The Broader, Bolder Approach to Education campaign is now preparing for new debates around re-authorization of "No Child Left Behind" (the Elementary and Secondary Education Act). NCLB has continued to be in force despite the clear lack of improved student outcomes and the law's expiration four years ago. Whether Congress engages this year in the long-overdue reauthorization process or again defers action, BBA will be a vocal participant in the debate. In particular, we will emphasize these key points:
- Discussion around education reform has come to focus excessively on improving teacher effectiveness as the means of raising student achievement, especially that of disadvantaged students. While educational improvement should include greater support and professional development opportunities for weak teachers and, if that fails, their removal, many other problems faced by schools also demand attention. Learning is impeded by curriculum that is often of poor-quality, lack of school leadership that understands and can improve instruction, and drastic budget cuts that limit teacher recruitment, increase class sizes, and eliminate essential student supports (such as nurses, counselors, and librarians).

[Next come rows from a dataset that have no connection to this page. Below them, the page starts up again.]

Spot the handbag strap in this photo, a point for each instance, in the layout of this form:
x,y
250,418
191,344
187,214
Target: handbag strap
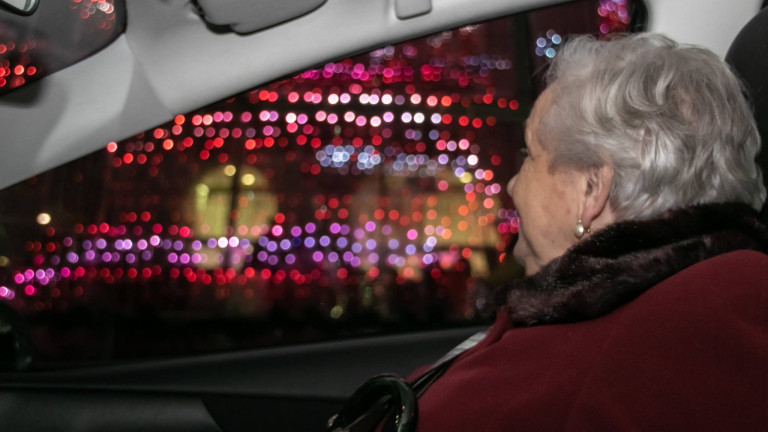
x,y
371,402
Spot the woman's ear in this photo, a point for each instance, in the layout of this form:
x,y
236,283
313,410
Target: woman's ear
x,y
596,211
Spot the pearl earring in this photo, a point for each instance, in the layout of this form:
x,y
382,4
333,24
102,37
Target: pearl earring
x,y
580,230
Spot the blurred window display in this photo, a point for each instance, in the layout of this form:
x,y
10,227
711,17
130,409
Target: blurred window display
x,y
366,196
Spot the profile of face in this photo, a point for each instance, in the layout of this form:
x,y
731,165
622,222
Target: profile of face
x,y
552,200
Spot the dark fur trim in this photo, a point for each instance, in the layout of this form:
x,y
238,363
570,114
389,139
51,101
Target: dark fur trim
x,y
620,262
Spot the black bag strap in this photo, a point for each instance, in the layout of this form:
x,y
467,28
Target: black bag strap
x,y
392,400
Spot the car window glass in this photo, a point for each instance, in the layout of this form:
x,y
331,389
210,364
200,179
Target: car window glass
x,y
58,34
365,196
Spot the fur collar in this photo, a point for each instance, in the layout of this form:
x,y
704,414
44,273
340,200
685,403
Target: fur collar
x,y
620,262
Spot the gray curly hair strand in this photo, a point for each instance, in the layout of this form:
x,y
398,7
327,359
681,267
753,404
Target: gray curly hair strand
x,y
670,119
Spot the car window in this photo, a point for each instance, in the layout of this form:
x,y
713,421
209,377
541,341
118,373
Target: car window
x,y
365,196
58,34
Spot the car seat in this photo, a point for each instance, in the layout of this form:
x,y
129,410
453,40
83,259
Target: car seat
x,y
748,55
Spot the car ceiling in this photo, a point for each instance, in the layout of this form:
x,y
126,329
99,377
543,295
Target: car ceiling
x,y
170,61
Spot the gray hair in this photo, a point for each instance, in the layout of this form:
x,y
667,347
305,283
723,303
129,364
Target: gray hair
x,y
670,119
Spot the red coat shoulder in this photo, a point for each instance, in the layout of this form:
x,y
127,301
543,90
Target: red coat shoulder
x,y
691,353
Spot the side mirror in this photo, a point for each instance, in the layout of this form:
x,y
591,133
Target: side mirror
x,y
20,7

- Increased reliance on low-quality standardized tests of math and reading to measure the quality of schools and of teachers is doing real damage to American public education. These ineffective test-based accountability systems narrow the curriculum especially for disadvantaged children, whose schools have been forced to reduce time devoted to the subjects that make for well-rounded parents, employees, innovators and citizens: the arts, music, literature, history, science, civic education and physical fitness. Pressure to increase scores on tests of basic academic skills channels class time to test preparation, leaving little space for reasoning, critical thinking, and creativity. Today’s low-quality tests are also widely condemned by experts as inappropriate measures of school and teacher quality. Their excessive use results in the misidentification of both excellent and ineffective teachers, leading to the removal of many of the excellent teachers we need badly, rewards for many who are less effective, and widespread confusion and disillusionment.

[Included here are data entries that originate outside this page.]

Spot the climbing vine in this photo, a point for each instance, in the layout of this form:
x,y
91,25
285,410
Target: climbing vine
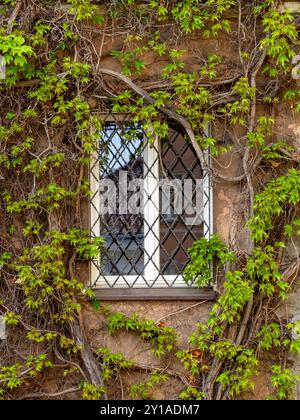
x,y
56,85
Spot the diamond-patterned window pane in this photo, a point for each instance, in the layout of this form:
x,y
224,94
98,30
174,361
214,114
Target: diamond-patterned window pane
x,y
149,228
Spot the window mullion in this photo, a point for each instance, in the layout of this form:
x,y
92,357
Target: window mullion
x,y
151,211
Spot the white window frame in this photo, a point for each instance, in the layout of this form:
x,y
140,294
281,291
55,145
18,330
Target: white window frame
x,y
151,279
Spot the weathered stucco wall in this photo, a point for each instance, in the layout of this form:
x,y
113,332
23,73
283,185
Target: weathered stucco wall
x,y
228,213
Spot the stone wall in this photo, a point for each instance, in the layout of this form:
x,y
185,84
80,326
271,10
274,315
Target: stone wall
x,y
228,214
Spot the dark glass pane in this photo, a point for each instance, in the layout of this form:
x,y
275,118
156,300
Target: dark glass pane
x,y
180,225
122,157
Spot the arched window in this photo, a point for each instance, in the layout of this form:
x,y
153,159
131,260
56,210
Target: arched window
x,y
151,201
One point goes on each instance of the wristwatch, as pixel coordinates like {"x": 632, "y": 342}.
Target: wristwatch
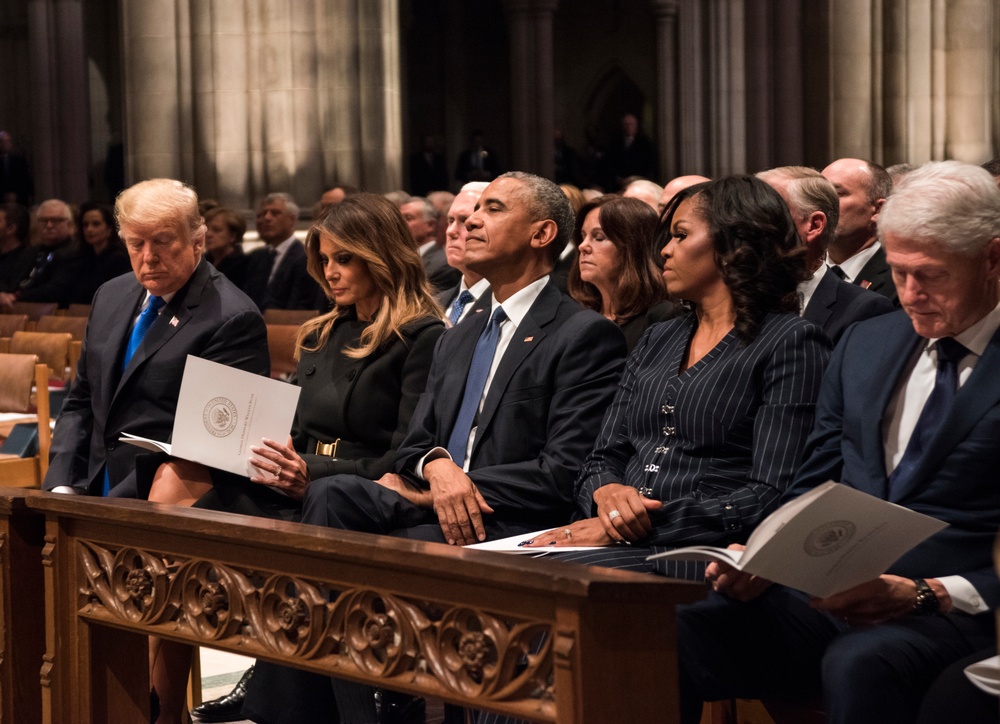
{"x": 927, "y": 602}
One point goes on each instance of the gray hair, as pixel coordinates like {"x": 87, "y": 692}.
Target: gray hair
{"x": 545, "y": 201}
{"x": 430, "y": 213}
{"x": 948, "y": 203}
{"x": 808, "y": 191}
{"x": 290, "y": 206}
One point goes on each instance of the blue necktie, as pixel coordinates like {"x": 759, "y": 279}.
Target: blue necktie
{"x": 458, "y": 305}
{"x": 475, "y": 383}
{"x": 949, "y": 354}
{"x": 142, "y": 326}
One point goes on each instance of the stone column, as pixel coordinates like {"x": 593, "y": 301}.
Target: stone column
{"x": 152, "y": 91}
{"x": 971, "y": 47}
{"x": 693, "y": 82}
{"x": 665, "y": 12}
{"x": 60, "y": 100}
{"x": 544, "y": 164}
{"x": 851, "y": 67}
{"x": 522, "y": 86}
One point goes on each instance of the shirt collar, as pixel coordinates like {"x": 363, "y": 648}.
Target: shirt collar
{"x": 518, "y": 304}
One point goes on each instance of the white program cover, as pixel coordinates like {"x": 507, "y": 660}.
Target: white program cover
{"x": 222, "y": 412}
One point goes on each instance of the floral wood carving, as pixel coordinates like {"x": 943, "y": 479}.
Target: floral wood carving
{"x": 459, "y": 650}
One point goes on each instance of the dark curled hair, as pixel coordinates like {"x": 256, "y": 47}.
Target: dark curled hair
{"x": 630, "y": 225}
{"x": 756, "y": 246}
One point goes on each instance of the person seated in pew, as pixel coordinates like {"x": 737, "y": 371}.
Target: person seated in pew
{"x": 909, "y": 411}
{"x": 141, "y": 329}
{"x": 712, "y": 413}
{"x": 615, "y": 273}
{"x": 362, "y": 367}
{"x": 513, "y": 401}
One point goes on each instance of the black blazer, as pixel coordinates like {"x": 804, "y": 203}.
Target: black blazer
{"x": 208, "y": 317}
{"x": 366, "y": 403}
{"x": 836, "y": 304}
{"x": 877, "y": 277}
{"x": 542, "y": 411}
{"x": 958, "y": 478}
{"x": 291, "y": 287}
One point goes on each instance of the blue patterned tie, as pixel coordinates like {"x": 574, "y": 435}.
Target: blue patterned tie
{"x": 458, "y": 305}
{"x": 142, "y": 326}
{"x": 475, "y": 383}
{"x": 949, "y": 354}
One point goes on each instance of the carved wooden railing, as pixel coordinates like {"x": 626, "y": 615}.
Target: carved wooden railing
{"x": 532, "y": 638}
{"x": 22, "y": 610}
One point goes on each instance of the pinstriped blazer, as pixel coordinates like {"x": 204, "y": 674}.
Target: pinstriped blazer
{"x": 719, "y": 442}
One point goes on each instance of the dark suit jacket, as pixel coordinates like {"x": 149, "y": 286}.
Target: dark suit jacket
{"x": 836, "y": 304}
{"x": 877, "y": 277}
{"x": 214, "y": 320}
{"x": 439, "y": 273}
{"x": 958, "y": 480}
{"x": 366, "y": 403}
{"x": 542, "y": 411}
{"x": 291, "y": 287}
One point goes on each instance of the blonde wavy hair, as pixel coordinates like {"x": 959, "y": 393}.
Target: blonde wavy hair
{"x": 371, "y": 228}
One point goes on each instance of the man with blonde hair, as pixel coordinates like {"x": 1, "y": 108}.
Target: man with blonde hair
{"x": 142, "y": 327}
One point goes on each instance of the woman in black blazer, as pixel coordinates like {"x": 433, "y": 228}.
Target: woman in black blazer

- The most serious problems facing American schools lie outside the school walls. Persistent high levels of poverty and rising unemployment mean that children arrive at school each day from homes and communities in stress, without adequate nutrition or health care. The housing crisis has exacerbated low-income families’ instability, with increasing numbers of children homeless. The re-authorization of the Elementary and Secondary Education Act should address these problems by funding and encouraging the coordination of schools with health, social service, parent support, and high-quality after-school and summer programs for low-income children. Failing to do so guarantees that even children with excellent teachers will face additional hurdles to learning.
- Research continues to reinforce the need for dramatic expansion of high-quality early childhood and preschool programs. The achievement gap between middle-class and disadvantaged children is already well established by three years of age, and the majority of children who enter kindergarten far behind never catch up. Early childhood supports must be reinforced with continuing high quality education, but failing to establish the early foundation renders later attempts at remediation very difficult, costly and frequently futile.